The concept involves first a cement-based mixture, with small amounts of short carbon fibres added to increase the conductivity and flexural toughness. Then, embedded within the mixture is a metal-coated carbon fibre mesh – iron for the anode, and nickel for the cathode. After much experimentation, this is the prototype that the researchers now present.
“Results from earlier studies investigating concrete battery technology showed very low performance, so we realised we had to think out of the box, to come up with another way to produce the electrode,” said Zhang. “This particular idea that we have developed – which is also rechargeable – has never been explored before. Now we have proof of concept at lab scale.”
The research has produced a rechargeable cement-based battery with an average energy density of 7 Watt-hours per square metre (or 0.8 Watt-hours per litre). Energy density is used to express the capacity of the battery, and a modest estimate is that the performance of the new Chalmers battery could be more than ten times that of earlier attempts at concrete batteries. The energy density is still low in comparison to commercial batteries, but this limitation could be overcome thanks to the huge volume at which the battery could be constructed when used in buildings.
The fact that the battery is rechargeable is its most important quality, and the possibilities for utilisation if the concept is further developed and commercialised are almost staggering, said the team. Energy storage is an obvious possibility, monitoring is another. The researchers see applications that could range from powering LEDs, providing 4G connections in remote areas, or cathodic protection against corrosion in concrete infrastructure.
“It could also be coupled with solar cell panels for example, to provide electricity and become the energy source for monitoring systems in highways or bridges, where sensors operated by a concrete battery could detect cracking or corrosion,” suggests Zhang.
The concept of using structures and buildings in this way could be revolutionary, because it would offer an alternative solution to the energy crisis, by providing a large volume of energy storage.

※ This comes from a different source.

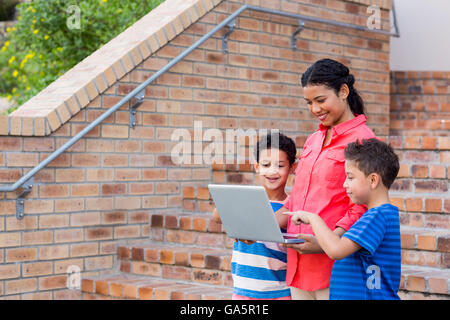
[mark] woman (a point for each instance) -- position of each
(330, 95)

Zhang said: “We have a vision that in the future this technology could allow for whole sections of multi-storey buildings made of functional concrete. Considering that any concrete surface could have a layer of this electrode embedded, we are talking about enormous volumes of functional concrete.”
The idea is still at a very early stage. The technical questions remaining to be solved before commercialisation of the technique can be a reality include extending the service life of the battery, and the development of recycling techniques.
“Since concrete infrastructure is usually built to last fifty or even a hundred years, the batteries would need to be refined to match this, or to be easier to exchange and recycle when their service life is over,” said Zhang. “For now, this offers a major challenge from a technical point of view.”
But the researchers are hopeful that their innovation has a lot to offer. “We are convinced this concept makes for a great contribution to allowing future building materials to have additional functions such as renewable energy sources,” said Tang.
The research project was funded by the Swedish Energy Agency (Energimyndigheten) and the article, Rechargeable Concrete Battery, is published in the scientific journal Buildings.